Княгиня грез. История голливудской актрисы, взошедшей на трон
Шрифт:
— Трудно представить себе кого-либо более бесполезного и ненужного во всех отношениях, — жаловался Ренье Аллену. — Я пришел в ужас, когда узнал, что вашу компанию будет представлять такая дешевая пустышка.
Аллену ничего не оставалось, как самому обслуживать Монако, и за несколько лет он помог Ренье и Грейс наладить работу пресс-службы. Он уже подыскал для них пару подходящих пресс-секретарей, способных на месте решать текущие вопросы.

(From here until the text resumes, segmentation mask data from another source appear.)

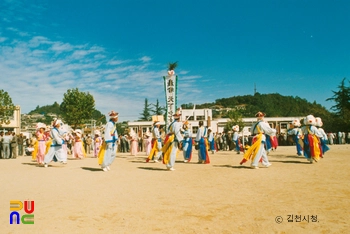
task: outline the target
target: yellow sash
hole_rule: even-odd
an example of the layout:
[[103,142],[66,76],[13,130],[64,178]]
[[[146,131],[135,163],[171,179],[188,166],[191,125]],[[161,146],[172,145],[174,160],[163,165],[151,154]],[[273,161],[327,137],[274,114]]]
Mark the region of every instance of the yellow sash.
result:
[[164,164],[167,164],[170,160],[170,153],[173,149],[173,142],[175,140],[175,134],[172,134],[169,136],[168,141],[164,144],[162,151],[163,151],[163,162]]
[[52,139],[50,138],[50,140],[46,141],[46,143],[45,143],[45,145],[46,145],[45,155],[49,152],[51,144],[52,144]]
[[36,160],[36,155],[38,154],[39,141],[34,143],[34,150],[32,152],[32,160]]
[[[312,135],[312,144],[314,147],[314,155],[312,155],[312,152],[311,152],[311,157],[313,157],[316,161],[318,161],[320,159],[320,155],[321,155],[319,139],[315,134],[311,133],[310,127],[308,127],[307,131],[309,134]],[[309,144],[310,144],[310,142],[309,142]]]
[[248,148],[248,150],[244,153],[243,158],[246,159],[247,161],[249,159],[251,159],[252,161],[254,161],[256,154],[258,153],[260,146],[261,146],[261,142],[262,142],[262,133],[259,133],[259,135],[256,136],[256,141],[254,142],[254,144]]
[[97,156],[98,165],[101,165],[103,163],[103,159],[105,157],[105,152],[106,152],[106,147],[107,147],[106,142],[103,142],[102,146],[100,148],[100,151],[98,152],[98,156]]
[[159,152],[158,151],[158,140],[156,140],[156,142],[154,142],[154,144],[153,144],[151,152],[148,155],[148,159],[152,160],[153,156],[157,155],[158,152]]
[[243,156],[243,158],[246,159],[247,161],[249,159],[254,161],[255,156],[258,153],[260,146],[261,146],[263,134],[260,131],[259,125],[256,126],[256,128],[258,130],[258,135],[256,136],[256,141],[254,142],[254,144],[251,147],[249,147],[249,149],[244,153],[244,156]]

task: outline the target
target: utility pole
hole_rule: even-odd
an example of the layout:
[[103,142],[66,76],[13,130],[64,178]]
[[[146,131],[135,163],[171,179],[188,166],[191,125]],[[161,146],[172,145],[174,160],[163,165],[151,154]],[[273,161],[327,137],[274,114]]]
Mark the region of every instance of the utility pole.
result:
[[254,83],[254,95],[256,94],[256,84]]

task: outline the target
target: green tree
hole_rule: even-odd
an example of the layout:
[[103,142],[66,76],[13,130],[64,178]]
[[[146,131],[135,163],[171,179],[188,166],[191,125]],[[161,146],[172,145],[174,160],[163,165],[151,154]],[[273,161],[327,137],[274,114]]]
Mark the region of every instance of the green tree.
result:
[[[350,129],[350,87],[345,85],[346,78],[340,82],[338,91],[333,91],[333,97],[327,98],[326,101],[334,101],[335,105],[331,110],[335,111],[336,121],[339,123],[337,130],[349,131]],[[348,81],[349,82],[349,81]]]
[[163,115],[165,111],[165,107],[160,106],[159,100],[157,99],[156,104],[152,104],[154,109],[152,110],[154,115]]
[[333,91],[333,97],[327,98],[326,101],[334,101],[335,105],[331,107],[331,110],[334,110],[336,114],[343,118],[349,118],[350,112],[350,87],[345,86],[344,78],[340,85],[338,86],[338,91]]
[[145,105],[144,105],[142,113],[140,113],[141,118],[139,120],[149,121],[152,119],[152,116],[151,116],[152,110],[151,110],[150,106],[151,106],[151,104],[148,104],[148,99],[145,98]]
[[120,137],[121,137],[121,135],[128,134],[129,127],[128,127],[127,121],[123,121],[121,123],[118,122],[118,123],[116,123],[116,126],[117,126],[118,135]]
[[98,110],[92,112],[92,119],[96,121],[96,125],[106,124],[106,116]]
[[8,92],[0,90],[0,126],[1,124],[9,124],[10,118],[13,116],[15,105]]
[[78,88],[68,89],[63,96],[60,110],[64,121],[73,128],[81,128],[83,124],[89,123],[95,111],[94,97]]
[[242,114],[239,113],[238,111],[229,111],[227,113],[228,118],[230,119],[227,121],[226,126],[225,126],[225,131],[228,132],[232,130],[232,127],[235,125],[239,126],[239,129],[243,130],[244,123],[242,120]]

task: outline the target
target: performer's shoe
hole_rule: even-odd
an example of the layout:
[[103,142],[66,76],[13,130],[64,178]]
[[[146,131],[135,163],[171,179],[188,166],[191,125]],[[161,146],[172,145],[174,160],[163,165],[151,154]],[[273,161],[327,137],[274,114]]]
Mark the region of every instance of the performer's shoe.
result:
[[259,169],[259,167],[256,167],[256,166],[250,166],[250,168],[252,168],[252,169]]
[[169,171],[175,171],[175,168],[170,167],[170,168],[168,168],[168,170],[169,170]]
[[148,163],[148,162],[149,162],[149,158],[146,159],[146,163]]
[[270,167],[271,165],[272,165],[272,164],[269,163],[269,164],[264,165],[264,167]]
[[44,164],[44,167],[48,167],[48,165],[45,163],[45,164]]
[[111,170],[111,168],[109,168],[109,166],[106,166],[106,168],[107,168],[107,170],[108,170],[108,171],[110,171],[110,170]]
[[104,172],[108,171],[107,167],[102,168]]
[[184,160],[184,163],[187,163],[188,162],[188,160]]
[[154,160],[155,163],[158,163],[159,161],[157,159]]
[[67,164],[67,162],[63,162],[63,161],[62,161],[61,163],[62,163],[62,164]]

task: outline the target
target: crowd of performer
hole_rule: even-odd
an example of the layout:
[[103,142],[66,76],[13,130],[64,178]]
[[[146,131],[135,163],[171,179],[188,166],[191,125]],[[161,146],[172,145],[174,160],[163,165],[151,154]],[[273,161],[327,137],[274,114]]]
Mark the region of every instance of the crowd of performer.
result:
[[[209,153],[233,150],[236,154],[243,154],[241,165],[250,161],[250,167],[254,169],[258,169],[260,163],[264,167],[271,166],[268,155],[277,149],[278,139],[276,129],[265,121],[265,113],[256,114],[257,121],[251,127],[250,139],[245,139],[245,147],[238,125],[233,126],[229,134],[218,134],[211,127],[206,127],[203,121],[199,121],[196,137],[192,138],[190,123],[187,120],[180,121],[180,116],[179,112],[174,114],[174,121],[169,126],[161,126],[159,121],[154,121],[150,131],[143,135],[137,134],[133,129],[127,134],[119,135],[116,127],[118,113],[114,111],[109,113],[110,119],[105,127],[95,130],[92,137],[84,137],[80,129],[69,130],[60,119],[54,119],[49,126],[37,123],[34,139],[30,142],[30,155],[39,166],[48,167],[53,161],[66,164],[68,155],[84,159],[87,154],[92,154],[98,158],[101,169],[109,171],[117,152],[130,152],[130,155],[136,156],[143,151],[147,156],[146,162],[162,162],[167,170],[173,171],[176,158],[182,157],[184,163],[196,160],[199,164],[209,164]],[[296,154],[305,157],[310,163],[323,158],[329,150],[327,144],[332,144],[335,138],[332,133],[326,134],[322,126],[321,118],[308,115],[304,119],[292,121],[286,133],[293,140]],[[8,141],[6,136],[2,137],[3,142],[4,140]],[[194,149],[197,159],[192,157]]]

Надя Лакост — умная энергичная женщина, ровесница Грейс — отвечала в основном на вопросы европейских изданий. Обосновавшийся в Нью-Йорке Хауэлл Конант готовил фотографии и рассылал материалы по крупнейшим американским
«Если кому-то требовалась история о Грейс, — вспоминает Конант, — то я подчеркивал, что это должна быть красивая история, а не всякие там гадости».
Предпочтение обычно отдавалось журналу «Лук».
«Когда редактором журнала был Билл Артур, — вспоминает Конант, — то он обычно присылал все материалы о Грейс для ее личного одобрения».
Кроме того, «Лук» был согласен печатать только те фотографии, что были отобраны самой Грейс.
««Лайф», — вспоминает Конант, — отказывался принимать эти фото, но, с другой стороны, мы редко сотрудничали с этим изданием».
Основная работа Руперта Аллена делалась вдали от посторонних глаз. Папки его переписки с Хедаой Хоппер, которые теперь находятся в архиве кинематографии в Голливуде, примечательны тем, что содержат частные «инструктивные письма», которые рассылались по просьбе заинтересованных кинозвезд журналистам, специализировавшимся на светской хронике. Их можно в шутку назвать пресс-релизами домашнего изготовления: с их помощью кое-кто из голливудских знаменитостей пытался навязать журналистам выгодную для себя историю или же исправить ту, где они были представлены в невыгодном свете. Особенно хотелось бы выделить Дэвида Нивена с его напористыми письмами, неизменно начинавшимися со слов: «Дорогая Хедда!» В случае Ренье и Грейс всю переписку за них вел Руперт Аллен.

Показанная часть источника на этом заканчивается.